As this is such a lovely region, holiday villas are usually pretty well-booked from June to September so I try to prepare as well in advance as possible.  In Spring I take the cleaners to each property to give them a thorough pre-season blitz (the villas, not the ladies!) and to show the new ones what standards we are aiming for (some of the ‘5 star villa’ owners expect their towels to be folded in a certain way!).  The gardeners garden, the pool-men work their magic, the outdoor furniture is jet-washed (or teak-oiled) and everything is perfect for the guests, who will have a wonderful stay, except for ….

  • The lady who sent a long email complaining that there was no upright reclining garden chair for her elderly father, and that there were no UK tv channels (despite the fact this had been highlighted on the booking form).  Within hours I turned up with one of my own chairs, and a gadget to connect an iPad to the TV and left him happily watching the news.  The next day she sent another long email to thank me and apologise for the complaints - she was stressed after a long journey and her mother had died recently so this was her father’s first holiday without her.
  • The client (renting an apartment in Perpignan centre) who complained about the colour of the dust that blew in- it was grey but apparently in Texas it is white ….
  • The clients who asked if it was OK to bring two small dogs, which turned out to be Dobermans, and left the garden in a bad state.  They lost their deposit because of their dogs’ deposits!

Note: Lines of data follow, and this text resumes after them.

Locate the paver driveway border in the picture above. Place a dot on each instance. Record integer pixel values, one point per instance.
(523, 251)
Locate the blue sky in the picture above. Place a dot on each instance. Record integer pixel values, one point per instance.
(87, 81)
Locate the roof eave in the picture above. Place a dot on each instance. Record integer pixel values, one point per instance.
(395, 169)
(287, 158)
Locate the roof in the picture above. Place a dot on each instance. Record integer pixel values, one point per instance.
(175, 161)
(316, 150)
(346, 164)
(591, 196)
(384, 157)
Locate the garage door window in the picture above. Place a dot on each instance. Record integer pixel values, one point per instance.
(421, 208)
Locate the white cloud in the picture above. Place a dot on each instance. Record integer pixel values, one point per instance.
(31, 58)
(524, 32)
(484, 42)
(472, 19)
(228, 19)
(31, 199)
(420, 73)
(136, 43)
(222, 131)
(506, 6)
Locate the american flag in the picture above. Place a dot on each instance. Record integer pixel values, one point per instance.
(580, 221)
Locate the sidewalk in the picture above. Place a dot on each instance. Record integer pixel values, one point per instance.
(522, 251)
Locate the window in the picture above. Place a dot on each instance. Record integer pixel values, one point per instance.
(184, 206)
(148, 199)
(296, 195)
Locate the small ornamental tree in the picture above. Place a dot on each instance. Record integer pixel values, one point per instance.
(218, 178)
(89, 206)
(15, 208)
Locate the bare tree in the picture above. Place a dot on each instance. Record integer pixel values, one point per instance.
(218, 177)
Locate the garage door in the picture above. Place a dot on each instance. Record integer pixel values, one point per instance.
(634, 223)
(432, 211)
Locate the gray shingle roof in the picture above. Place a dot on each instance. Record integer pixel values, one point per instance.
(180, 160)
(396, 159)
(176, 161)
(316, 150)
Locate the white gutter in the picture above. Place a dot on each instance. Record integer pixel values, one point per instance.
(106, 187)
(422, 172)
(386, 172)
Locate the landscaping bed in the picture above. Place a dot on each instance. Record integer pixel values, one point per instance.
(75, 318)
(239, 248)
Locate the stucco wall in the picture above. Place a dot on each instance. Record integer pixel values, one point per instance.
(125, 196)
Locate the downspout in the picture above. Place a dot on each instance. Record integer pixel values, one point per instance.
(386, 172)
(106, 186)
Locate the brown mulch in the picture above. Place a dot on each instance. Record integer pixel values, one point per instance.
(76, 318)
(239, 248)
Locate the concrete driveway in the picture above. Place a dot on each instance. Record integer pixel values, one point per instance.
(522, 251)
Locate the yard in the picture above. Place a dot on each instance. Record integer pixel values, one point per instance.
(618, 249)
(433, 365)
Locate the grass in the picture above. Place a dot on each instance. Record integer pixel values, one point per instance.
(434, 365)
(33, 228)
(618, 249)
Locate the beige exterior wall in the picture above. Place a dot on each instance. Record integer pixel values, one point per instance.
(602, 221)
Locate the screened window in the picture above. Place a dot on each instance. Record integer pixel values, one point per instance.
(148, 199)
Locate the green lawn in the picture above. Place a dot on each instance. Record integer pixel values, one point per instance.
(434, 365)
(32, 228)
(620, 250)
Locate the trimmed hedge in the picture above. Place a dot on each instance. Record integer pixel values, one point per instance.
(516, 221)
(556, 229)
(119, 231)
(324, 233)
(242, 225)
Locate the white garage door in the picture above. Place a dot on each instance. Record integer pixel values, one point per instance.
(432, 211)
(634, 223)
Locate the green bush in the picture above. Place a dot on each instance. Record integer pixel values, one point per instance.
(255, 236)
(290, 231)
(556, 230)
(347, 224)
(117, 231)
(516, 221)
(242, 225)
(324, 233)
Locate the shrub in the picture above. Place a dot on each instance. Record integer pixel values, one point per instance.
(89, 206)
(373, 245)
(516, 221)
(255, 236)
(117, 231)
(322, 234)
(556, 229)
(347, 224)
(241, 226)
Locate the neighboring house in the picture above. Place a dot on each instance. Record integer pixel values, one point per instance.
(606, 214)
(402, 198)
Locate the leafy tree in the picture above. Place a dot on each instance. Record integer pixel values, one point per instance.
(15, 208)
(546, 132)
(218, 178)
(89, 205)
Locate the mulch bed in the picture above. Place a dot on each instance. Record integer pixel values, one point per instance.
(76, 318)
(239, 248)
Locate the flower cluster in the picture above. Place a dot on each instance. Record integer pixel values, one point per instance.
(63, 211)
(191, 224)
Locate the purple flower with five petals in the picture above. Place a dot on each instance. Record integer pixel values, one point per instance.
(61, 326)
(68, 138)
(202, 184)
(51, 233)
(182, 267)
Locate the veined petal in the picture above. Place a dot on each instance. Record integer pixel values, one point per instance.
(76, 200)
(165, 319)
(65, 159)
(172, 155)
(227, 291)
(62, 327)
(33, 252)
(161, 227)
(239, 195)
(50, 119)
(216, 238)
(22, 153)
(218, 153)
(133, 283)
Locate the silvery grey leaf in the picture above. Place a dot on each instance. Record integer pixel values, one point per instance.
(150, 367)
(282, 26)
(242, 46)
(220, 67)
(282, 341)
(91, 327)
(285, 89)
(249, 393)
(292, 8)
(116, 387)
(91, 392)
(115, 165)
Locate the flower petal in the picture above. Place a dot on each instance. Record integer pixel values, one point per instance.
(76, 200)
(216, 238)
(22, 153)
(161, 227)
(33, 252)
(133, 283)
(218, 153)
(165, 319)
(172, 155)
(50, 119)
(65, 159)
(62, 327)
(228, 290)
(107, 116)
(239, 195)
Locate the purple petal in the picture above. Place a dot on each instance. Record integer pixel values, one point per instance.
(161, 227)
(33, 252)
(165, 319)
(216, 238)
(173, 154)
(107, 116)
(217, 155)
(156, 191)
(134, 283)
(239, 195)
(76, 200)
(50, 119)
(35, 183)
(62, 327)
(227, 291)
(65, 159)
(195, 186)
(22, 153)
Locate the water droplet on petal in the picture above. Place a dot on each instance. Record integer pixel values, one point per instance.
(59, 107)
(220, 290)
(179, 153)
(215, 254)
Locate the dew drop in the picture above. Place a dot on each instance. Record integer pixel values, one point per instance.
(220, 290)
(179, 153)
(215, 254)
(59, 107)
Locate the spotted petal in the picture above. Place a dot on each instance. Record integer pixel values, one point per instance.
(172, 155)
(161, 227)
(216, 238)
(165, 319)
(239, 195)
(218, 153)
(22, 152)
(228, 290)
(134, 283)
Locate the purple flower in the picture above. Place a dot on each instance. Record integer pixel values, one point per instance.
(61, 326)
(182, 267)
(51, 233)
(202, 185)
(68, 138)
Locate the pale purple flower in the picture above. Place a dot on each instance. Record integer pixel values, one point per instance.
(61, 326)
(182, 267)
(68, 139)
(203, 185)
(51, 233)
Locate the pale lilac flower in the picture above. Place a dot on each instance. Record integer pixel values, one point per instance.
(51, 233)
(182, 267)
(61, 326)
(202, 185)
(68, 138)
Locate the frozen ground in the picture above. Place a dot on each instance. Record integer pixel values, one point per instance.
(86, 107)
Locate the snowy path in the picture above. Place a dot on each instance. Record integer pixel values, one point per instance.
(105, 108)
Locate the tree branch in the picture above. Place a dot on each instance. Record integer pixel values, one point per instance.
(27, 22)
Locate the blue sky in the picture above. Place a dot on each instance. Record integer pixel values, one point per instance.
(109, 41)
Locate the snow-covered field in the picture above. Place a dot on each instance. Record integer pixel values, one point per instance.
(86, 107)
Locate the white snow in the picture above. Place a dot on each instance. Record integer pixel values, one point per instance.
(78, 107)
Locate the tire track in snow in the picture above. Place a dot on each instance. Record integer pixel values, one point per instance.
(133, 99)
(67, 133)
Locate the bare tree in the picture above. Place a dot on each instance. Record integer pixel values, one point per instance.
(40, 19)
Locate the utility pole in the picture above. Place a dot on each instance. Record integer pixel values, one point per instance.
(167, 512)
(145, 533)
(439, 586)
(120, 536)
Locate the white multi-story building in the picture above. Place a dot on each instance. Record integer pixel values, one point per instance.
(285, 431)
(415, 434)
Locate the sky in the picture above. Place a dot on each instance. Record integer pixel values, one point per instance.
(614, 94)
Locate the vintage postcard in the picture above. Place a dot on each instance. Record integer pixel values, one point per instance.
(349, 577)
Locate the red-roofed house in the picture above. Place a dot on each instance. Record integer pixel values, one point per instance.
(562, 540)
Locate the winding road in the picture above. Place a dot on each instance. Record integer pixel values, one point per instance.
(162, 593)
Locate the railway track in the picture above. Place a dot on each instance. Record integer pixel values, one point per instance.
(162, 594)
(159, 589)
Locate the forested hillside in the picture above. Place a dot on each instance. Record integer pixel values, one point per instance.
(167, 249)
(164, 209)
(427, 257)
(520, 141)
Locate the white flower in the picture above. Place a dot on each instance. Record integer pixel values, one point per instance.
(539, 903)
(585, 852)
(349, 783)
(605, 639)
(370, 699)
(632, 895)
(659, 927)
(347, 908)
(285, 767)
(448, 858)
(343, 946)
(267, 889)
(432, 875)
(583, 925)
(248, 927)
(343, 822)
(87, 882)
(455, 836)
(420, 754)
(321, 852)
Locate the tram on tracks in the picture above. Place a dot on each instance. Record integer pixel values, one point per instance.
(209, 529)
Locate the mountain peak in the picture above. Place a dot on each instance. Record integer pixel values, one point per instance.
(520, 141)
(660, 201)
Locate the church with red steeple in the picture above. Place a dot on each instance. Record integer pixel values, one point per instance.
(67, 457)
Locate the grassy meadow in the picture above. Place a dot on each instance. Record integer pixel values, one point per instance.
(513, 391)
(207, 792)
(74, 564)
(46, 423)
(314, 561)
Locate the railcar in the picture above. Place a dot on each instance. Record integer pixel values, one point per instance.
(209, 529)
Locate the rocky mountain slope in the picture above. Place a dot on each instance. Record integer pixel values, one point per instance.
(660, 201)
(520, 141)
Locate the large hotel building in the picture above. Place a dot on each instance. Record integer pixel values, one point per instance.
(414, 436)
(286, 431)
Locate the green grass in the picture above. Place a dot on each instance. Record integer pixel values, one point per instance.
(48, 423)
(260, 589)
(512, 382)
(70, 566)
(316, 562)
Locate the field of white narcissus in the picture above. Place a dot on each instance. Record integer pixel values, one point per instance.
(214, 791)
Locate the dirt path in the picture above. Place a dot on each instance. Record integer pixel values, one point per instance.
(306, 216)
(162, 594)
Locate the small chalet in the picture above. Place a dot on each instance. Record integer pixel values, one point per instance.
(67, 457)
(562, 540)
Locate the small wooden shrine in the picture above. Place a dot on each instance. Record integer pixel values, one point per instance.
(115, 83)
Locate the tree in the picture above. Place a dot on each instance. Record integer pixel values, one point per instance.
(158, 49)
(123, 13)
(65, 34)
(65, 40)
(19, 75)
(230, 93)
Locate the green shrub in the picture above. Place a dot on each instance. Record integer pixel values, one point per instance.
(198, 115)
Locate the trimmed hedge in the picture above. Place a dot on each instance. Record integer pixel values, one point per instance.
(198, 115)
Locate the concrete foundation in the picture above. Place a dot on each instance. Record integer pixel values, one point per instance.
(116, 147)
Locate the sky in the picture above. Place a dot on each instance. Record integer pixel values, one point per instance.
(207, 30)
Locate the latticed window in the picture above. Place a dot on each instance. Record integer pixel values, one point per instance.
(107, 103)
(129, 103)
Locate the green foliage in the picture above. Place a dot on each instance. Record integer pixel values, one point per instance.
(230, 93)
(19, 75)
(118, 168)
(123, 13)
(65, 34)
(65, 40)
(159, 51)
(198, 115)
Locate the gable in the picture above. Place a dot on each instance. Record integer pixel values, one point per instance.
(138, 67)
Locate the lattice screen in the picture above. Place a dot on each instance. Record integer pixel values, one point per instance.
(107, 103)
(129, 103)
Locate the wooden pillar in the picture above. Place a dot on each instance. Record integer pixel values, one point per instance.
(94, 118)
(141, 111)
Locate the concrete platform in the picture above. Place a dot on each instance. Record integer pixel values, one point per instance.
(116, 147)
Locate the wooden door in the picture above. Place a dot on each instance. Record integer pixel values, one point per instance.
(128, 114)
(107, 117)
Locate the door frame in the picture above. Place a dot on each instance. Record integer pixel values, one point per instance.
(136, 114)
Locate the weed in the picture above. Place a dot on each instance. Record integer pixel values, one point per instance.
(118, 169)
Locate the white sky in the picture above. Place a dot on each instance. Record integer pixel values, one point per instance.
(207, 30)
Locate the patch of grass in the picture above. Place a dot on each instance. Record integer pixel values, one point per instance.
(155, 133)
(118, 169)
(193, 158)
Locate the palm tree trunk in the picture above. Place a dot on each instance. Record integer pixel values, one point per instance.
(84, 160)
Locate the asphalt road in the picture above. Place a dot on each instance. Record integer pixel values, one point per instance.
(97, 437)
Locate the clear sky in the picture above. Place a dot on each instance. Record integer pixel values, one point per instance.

  • The family who telephoned me to say they had arrived at the villa but the key-safe wasn’t working.  (Some villas don’t require a ‘Meet and Greet’ service but they keys are left in a key-safe on the wall outside, they dial in the code I have sent them, retrieve the keys and let themselves in).  I went straight over and found absolutely no problem - except that they didn’t realise they had to actually open the box and take keys out rather than just tapping in the code and expecting the gate to automatically open!
  • The group renting a 7-bed villa who pretended not to know that check-out time was 10am -and were splashing around in the pool and in no way ready to leave when I turned up with the cleaners.  Finally managed to evict them at noon, having started to ‘clean’ around them.
  • And last but not least, this one is mainly my fault as I didn’t take proper references - I just believed the story of the  young couple, expecting a baby, who needed to rent the town apartment for one month as they had given notice on their current rental and their ‘new-build’ house was delayed.  2 weeks into the rental one of the neighbours in the building contacted me to let me know that there was much ‘activity’ going on in the apartment and that men were ringing the door buzzers at all times of the day and night, asking for ‘les filles’.  They had been running the place as a brothel ….!  (NB.  This is apparently quite common now, even with bookings taken via sites such as AirBNB - so owners beware - you never know where that money comes from!)